I had the opportunity of talking with David and we discussed a lot of topics, especially some that he has addressed in his channel throughout the years, which I think you will all find very interesting. I hope you enjoy it.

 

Thank you for being here, David. It’s great. For those readers that perhaps are not familiar with you, what can you tell them about yourself?

Well, I’m currently an author and YouTuber (or online content creator, whatever you want to call it), as well as a musician, though I do less of that these days. I was a classical guitarist by trade for a number of years before deciding to focus on writing fiction.

 

What got you into Literature and prompted you to become a writer?

I can tell you what didn’t prompt me: literature classes. Public school seems designed to take the fun out of everything, including stories. I decided to be a writer due to my enjoyment of all the things that you never read in school, or the things in higher education that are totally disregarded by the self-appointed elite. They like to focus on stories that they think are important for analytical reasons, rather than stories which really matter to culture – think reading James Joyce rather than Robert E. Howard. One re-wrote The Odyssey in an unreadable style to impress the elites; the other created Conan the Barbarian.

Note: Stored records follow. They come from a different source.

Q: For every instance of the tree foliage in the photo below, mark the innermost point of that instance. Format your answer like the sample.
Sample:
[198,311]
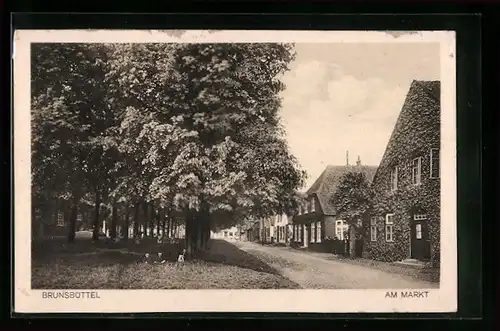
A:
[353,197]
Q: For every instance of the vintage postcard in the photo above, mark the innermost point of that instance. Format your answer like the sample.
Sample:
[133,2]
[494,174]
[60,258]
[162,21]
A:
[234,171]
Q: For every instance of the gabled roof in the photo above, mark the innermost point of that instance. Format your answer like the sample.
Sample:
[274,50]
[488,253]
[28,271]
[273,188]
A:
[325,186]
[420,114]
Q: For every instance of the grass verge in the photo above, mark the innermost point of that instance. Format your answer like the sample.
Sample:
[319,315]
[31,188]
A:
[83,266]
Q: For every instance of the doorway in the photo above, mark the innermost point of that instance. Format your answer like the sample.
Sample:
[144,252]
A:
[420,243]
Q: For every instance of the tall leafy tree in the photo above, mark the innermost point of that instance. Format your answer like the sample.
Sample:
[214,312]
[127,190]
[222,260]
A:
[67,119]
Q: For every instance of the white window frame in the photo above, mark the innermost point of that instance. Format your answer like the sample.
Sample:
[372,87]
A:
[389,225]
[373,228]
[432,162]
[419,217]
[313,232]
[318,232]
[394,178]
[416,172]
[60,219]
[339,226]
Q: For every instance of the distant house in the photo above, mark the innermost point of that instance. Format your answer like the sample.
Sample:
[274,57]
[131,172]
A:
[253,232]
[316,219]
[405,221]
[55,221]
[276,229]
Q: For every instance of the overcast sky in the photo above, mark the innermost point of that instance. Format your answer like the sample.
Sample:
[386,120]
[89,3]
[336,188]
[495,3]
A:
[347,97]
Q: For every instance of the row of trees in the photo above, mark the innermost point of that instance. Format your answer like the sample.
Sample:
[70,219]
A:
[189,130]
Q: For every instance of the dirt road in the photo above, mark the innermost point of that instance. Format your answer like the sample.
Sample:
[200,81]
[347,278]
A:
[314,272]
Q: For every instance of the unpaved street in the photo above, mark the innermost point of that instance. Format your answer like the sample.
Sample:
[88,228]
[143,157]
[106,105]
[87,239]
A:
[314,272]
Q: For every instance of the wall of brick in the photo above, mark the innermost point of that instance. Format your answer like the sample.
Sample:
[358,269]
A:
[417,131]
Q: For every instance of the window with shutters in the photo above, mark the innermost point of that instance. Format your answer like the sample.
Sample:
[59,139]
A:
[373,229]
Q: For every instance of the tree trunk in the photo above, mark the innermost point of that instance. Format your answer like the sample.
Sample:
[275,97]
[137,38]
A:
[95,232]
[127,222]
[158,222]
[188,234]
[352,241]
[152,218]
[72,222]
[172,223]
[136,220]
[168,222]
[145,210]
[163,220]
[114,219]
[199,234]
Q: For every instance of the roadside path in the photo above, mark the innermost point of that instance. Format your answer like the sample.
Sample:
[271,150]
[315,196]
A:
[314,272]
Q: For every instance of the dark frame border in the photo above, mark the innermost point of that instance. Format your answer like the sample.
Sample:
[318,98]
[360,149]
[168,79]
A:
[468,121]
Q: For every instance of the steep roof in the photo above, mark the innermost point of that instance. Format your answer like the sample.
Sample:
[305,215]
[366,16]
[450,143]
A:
[325,186]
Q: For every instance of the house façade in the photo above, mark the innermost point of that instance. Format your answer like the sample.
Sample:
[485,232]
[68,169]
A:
[405,220]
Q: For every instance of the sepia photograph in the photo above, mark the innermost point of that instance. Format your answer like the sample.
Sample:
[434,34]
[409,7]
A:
[291,167]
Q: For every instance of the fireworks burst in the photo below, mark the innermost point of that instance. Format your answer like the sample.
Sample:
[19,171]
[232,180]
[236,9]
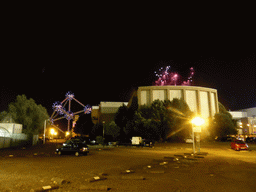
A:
[166,77]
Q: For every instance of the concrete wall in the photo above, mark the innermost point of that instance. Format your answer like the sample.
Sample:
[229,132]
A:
[105,111]
[201,100]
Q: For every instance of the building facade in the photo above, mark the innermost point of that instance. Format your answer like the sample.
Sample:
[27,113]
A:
[201,100]
[105,112]
[246,121]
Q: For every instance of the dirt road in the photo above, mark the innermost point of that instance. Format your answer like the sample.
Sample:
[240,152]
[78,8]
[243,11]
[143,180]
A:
[149,169]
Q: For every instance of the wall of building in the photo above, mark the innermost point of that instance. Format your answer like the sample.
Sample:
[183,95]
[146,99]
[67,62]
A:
[105,112]
[201,100]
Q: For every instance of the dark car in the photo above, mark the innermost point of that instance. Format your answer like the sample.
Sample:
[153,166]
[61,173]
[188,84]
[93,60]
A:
[251,139]
[73,146]
[238,145]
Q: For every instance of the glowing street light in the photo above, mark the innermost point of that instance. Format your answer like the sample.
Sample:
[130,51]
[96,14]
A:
[67,133]
[52,131]
[197,122]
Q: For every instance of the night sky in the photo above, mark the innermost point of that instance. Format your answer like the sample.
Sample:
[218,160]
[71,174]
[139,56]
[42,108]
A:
[104,56]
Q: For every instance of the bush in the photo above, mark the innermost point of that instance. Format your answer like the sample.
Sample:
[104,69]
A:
[100,140]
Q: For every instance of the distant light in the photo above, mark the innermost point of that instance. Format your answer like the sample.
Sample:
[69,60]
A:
[198,121]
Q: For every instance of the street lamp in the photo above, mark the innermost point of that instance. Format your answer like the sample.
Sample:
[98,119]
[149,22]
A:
[197,122]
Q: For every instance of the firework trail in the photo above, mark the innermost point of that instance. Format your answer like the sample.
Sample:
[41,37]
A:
[165,77]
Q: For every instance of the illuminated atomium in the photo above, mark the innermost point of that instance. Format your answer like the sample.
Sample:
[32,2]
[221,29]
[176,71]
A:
[59,109]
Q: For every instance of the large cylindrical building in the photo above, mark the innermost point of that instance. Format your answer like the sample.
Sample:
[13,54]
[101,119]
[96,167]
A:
[201,100]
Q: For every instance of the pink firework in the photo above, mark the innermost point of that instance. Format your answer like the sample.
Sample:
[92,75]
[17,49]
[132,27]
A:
[165,77]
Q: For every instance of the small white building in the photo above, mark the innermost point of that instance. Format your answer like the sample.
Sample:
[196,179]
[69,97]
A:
[246,121]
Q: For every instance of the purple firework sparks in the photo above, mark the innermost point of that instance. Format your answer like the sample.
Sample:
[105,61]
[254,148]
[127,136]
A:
[165,77]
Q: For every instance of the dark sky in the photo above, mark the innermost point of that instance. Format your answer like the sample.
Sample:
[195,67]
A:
[102,55]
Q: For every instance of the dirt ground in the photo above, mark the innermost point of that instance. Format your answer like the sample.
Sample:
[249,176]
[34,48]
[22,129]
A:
[167,167]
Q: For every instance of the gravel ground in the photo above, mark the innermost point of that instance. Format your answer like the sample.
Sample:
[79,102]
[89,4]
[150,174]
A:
[221,170]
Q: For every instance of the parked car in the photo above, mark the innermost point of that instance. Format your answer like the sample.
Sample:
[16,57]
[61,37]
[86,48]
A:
[148,143]
[238,145]
[251,139]
[73,146]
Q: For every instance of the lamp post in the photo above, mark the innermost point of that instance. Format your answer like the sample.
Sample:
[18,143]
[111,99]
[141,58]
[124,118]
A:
[197,122]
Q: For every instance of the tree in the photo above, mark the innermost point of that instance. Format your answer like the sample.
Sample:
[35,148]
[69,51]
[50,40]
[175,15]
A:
[223,124]
[29,114]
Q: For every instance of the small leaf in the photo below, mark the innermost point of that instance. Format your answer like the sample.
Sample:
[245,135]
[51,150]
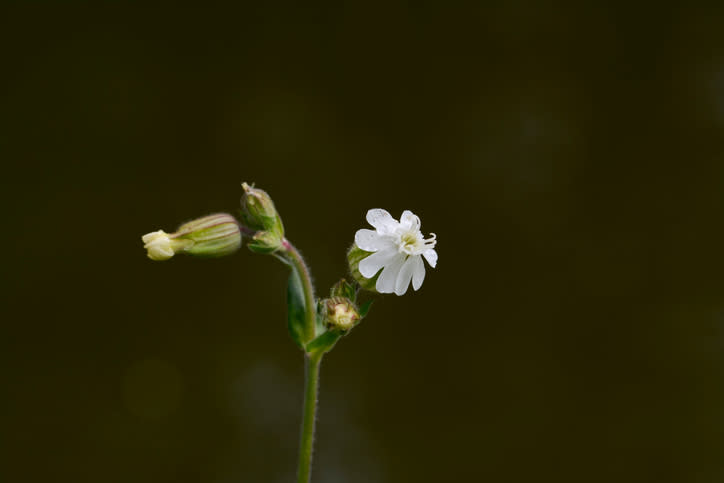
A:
[365,308]
[324,342]
[295,309]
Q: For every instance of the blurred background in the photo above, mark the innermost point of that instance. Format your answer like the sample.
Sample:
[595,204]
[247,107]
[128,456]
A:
[568,156]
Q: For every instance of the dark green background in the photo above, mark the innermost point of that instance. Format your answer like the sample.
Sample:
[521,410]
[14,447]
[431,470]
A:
[568,156]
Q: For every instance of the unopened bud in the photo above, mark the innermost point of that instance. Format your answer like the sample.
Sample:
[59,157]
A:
[264,242]
[343,289]
[211,236]
[340,313]
[354,256]
[258,212]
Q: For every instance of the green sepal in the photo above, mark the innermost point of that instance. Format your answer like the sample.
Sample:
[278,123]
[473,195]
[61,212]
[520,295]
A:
[324,342]
[295,309]
[320,327]
[344,289]
[364,309]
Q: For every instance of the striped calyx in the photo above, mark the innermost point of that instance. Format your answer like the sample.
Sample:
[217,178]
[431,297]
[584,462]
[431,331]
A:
[354,256]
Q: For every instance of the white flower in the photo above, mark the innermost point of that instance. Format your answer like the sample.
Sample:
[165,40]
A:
[158,245]
[398,249]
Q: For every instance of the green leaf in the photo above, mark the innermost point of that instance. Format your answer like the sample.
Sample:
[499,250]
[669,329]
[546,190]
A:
[295,309]
[365,308]
[344,289]
[324,342]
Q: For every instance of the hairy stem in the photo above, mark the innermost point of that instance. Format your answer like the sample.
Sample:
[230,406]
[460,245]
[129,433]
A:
[312,364]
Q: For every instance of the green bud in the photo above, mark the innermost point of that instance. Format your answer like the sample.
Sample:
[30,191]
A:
[258,212]
[340,313]
[264,242]
[211,236]
[354,256]
[343,289]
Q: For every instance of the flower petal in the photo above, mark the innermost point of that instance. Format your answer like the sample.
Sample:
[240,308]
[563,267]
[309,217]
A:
[431,257]
[369,266]
[381,220]
[405,275]
[409,221]
[388,277]
[370,240]
[418,273]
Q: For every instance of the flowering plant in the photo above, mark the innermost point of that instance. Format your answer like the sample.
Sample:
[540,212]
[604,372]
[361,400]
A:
[384,260]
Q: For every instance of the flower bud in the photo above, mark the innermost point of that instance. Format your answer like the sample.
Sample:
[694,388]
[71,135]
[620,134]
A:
[211,236]
[354,256]
[264,242]
[258,212]
[340,313]
[343,289]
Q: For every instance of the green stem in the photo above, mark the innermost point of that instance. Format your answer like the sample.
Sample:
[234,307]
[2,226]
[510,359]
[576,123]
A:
[312,362]
[309,304]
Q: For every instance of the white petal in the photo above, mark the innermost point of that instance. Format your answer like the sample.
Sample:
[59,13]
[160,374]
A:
[388,277]
[370,240]
[418,273]
[409,220]
[431,257]
[405,275]
[381,220]
[369,266]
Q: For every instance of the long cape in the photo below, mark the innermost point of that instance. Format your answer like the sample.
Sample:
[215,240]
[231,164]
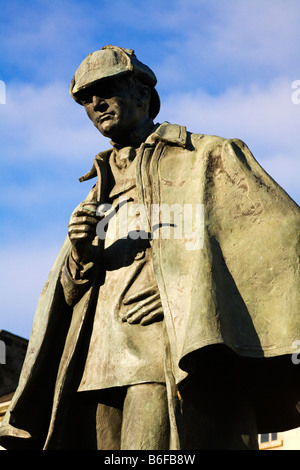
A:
[238,289]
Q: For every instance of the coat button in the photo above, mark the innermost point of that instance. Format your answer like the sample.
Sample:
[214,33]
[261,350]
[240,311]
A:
[140,255]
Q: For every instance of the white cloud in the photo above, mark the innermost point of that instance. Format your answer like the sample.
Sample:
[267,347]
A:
[25,268]
[41,121]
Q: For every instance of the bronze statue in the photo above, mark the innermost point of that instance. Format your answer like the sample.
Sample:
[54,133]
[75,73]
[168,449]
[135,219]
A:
[148,336]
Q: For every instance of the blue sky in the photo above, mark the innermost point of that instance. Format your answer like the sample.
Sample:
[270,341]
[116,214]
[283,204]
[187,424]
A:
[224,67]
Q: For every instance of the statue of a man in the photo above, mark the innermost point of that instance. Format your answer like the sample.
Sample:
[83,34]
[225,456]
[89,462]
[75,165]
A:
[170,318]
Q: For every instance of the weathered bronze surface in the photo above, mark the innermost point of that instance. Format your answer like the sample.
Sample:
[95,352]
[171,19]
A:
[170,316]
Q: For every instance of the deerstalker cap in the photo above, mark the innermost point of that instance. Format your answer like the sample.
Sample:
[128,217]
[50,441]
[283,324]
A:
[112,61]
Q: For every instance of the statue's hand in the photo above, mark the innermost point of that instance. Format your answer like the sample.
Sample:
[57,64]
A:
[147,307]
[82,231]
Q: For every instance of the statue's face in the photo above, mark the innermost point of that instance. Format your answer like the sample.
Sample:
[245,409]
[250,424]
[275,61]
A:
[113,109]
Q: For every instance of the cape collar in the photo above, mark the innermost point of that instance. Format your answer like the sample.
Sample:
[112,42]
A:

It’s no different in music, by the way. In general, the professors who teach music hate things like Heavy Metal, I have to believe mostly because lots of people actually like to listen to Metal rather than their favorite post-modern aleatoric pretend art pieces.

I had stories like Conan, or Elric, or Lord of the Rings I wanted to tell, so that’s what I did.

 

Who were the authors and books that have influenced you the most?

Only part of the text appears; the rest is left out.